The parks themselves are great at creating on-going entertaining and engaging dialogue with guests. Those pages are loyally followed because they tap into what that community loves about the parks and so they do deliver a really nice social experience so that people are reminded of how great being at a Disney Park.

What would you say you enjoy most about your job?

First of all, I didn’t plan to get here. An amazing opportunity at Disney presented itself and here I am! In my opinion, I work for the best theme parks and destination brand in the world, and I genuinely believe that.

Working on a fantastic, world-class product and being able to provide media with genuinely engaging material and stories is just amazing. It doesn’t get much better than that in PR.

I really enjoy working with my team, they’re a fantastic, motivated and talented group. We push each other all the time to do better, we’re critical of our projects in a supportive and constructive way and I think that’s a really healthy atmosphere to work in.

How do you see the relationship between PR and the media changing in future?

PR’s relationship with the media is a strange one because we need each other but our agendas can sometimes seem different but there’s a way to solve that, which is good media relations. I love getting to know colleagues in the media better and working with them to make sure we deliver stories that they will use and that will excite them. One thing that hasn’t changed since I began working in media in the early 1990s though, is that a great news story is still always going to get pick-up.

A big question you have to ask yourself at the moment is, is this content shareable? There’s actually a difference between the stories people read and the stories they share and say they read. But stories that are widely shared become part of the news agenda, so highly shareable content is something that PR people are aiming for.
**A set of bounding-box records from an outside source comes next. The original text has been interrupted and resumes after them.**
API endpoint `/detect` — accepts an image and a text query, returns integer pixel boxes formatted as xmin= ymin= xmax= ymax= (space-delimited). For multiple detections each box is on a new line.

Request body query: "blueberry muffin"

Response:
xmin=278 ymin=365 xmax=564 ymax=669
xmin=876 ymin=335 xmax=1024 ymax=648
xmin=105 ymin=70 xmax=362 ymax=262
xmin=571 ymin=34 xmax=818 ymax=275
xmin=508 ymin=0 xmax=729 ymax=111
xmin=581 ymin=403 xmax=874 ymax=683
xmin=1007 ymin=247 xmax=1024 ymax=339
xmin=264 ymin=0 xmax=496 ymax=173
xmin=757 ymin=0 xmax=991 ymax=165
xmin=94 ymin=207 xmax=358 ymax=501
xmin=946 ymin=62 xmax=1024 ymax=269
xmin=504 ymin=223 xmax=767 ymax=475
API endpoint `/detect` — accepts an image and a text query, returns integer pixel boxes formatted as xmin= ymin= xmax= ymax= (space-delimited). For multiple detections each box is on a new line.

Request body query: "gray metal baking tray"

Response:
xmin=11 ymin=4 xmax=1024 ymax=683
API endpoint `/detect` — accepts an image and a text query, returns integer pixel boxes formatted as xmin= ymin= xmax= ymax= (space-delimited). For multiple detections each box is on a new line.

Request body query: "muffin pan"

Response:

And as we’ve seen happen already, as technology advances, the media landscape will continue to change. There will be new forms of media that we haven’t even thought of yet. I guess the way in which we as communicators respond will either make or break our industry.

Finally, what advice would you give to aspiring young professionals?

Work on things that motivate and inspire you because it’s hard to put the graft in and really commit to something if you’re not interested in it.

Never dismiss what people tell you, you never know where the next great piece of advice or information is going to come from. It can come from anywhere, anytime so be as open-minded as you possibly can be.

Everyone says all these funny little clichés like ‘dress for the job you want, not the job you’ve got.’ Well if you strip all of that back, it boils down to the fact that if you are doing something that you really want to do, then you will succeed. The people around you will recognise that and will help you move forward.

Try and get as much experience as you can when you are relatively young – don’t be afraid to make mistakes!

Also ask people questions. When you ask people questions, they will probably say stuff that you just won’t hear in passing. It’s really worth sitting down with people and asking for advice. That way, you’ll be remembered too!